How To Limit Hard Drive Data Recovery Costs


With the value on information rising day by day, one of the greatest threats to businesses of any size is data loss. If the data centers in your business have ever experienced a hard drive disaster, you quicky realized just how valuable the information lost is.

And then, the situation becomes even worse, when you realize how much it is going to cost for a disaster recovery specialist to try and retrieve or restore your data for you.

Here are some basic tips for avoiding such a situation.

1. If you company is using older computers, be sure your tech support is regulary checking for any problems on your hard drives. By discovering problems before they have a chance to wreak havock on your data, they will have an opportuntiy to back the data up before it is no longer retrievable.

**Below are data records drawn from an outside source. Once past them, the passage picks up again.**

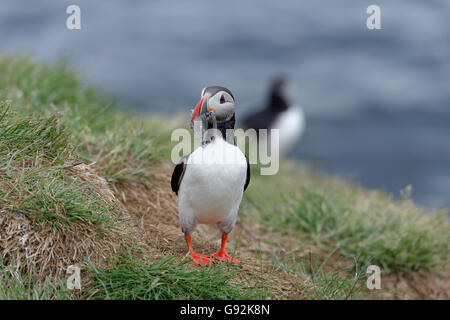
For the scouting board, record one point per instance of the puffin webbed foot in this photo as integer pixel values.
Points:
(223, 256)
(201, 259)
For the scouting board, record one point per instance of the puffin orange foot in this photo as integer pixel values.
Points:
(223, 256)
(201, 259)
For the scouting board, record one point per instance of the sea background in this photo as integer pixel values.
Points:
(377, 102)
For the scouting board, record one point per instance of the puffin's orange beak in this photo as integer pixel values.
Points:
(197, 109)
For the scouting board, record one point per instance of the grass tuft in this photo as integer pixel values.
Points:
(165, 278)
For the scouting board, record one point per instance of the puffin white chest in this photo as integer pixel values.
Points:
(213, 183)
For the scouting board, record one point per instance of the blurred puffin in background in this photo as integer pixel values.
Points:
(210, 181)
(279, 114)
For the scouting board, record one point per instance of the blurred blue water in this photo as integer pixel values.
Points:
(377, 102)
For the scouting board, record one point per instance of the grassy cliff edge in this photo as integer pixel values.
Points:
(85, 182)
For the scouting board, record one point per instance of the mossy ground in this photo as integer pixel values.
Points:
(74, 167)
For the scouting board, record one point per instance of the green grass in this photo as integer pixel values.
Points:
(119, 141)
(18, 286)
(166, 278)
(35, 154)
(341, 282)
(50, 120)
(370, 227)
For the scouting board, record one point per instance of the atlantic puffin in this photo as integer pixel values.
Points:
(211, 180)
(279, 114)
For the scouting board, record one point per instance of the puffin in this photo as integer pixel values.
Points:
(210, 181)
(279, 114)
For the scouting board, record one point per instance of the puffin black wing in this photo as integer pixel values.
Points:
(178, 174)
(247, 179)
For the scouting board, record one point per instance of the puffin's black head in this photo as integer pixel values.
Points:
(217, 99)
(278, 95)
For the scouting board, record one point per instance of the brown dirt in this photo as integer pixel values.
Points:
(153, 208)
(151, 213)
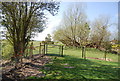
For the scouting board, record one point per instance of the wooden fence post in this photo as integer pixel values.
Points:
(40, 49)
(105, 54)
(62, 51)
(31, 50)
(44, 48)
(59, 50)
(83, 52)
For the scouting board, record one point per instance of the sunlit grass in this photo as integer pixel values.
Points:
(72, 66)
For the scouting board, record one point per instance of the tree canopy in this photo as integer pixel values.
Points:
(23, 19)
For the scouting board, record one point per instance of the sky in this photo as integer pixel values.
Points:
(94, 10)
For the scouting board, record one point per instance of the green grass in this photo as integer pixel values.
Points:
(81, 68)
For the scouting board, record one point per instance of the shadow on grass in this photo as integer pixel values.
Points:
(81, 69)
(57, 55)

2. Make sure your techies are giving you the old hard disks when they do hard drive upgrades on your systems. Even when the information has been copied onto new disks, the old drives still contain all your valuable data. You don't want this getting into the wrong hands. Plus, it is always good to have a backup while the new hardware is settling in.

3. Especially in a fast paced office environment, the thousands of computer files can become disorganized over time. Make sure your computer support is running defragmentation programs on a regular basis.

4. Keep the operating systems the same across all machines in your office. This will help prevent hard drive corruption from various users incorrectly installing programs on a system they are not familiar with. Better yet, leave program installation, removal and system partitioning to your tech support.

5. Make sure employess report any problems that crop up on their machines. If even one computer starts acting strangely, running slower, or giving error messages, have support run a scan disk or CHKDSK immediately. Remember, it will be much cheaper to repair one computer's hard drive than to pick up the tab after a total system disaster!

Keeping the following tips in mind when creating your data loss disaster prevention plan will help limit not only headaches, but losses to your bottom line.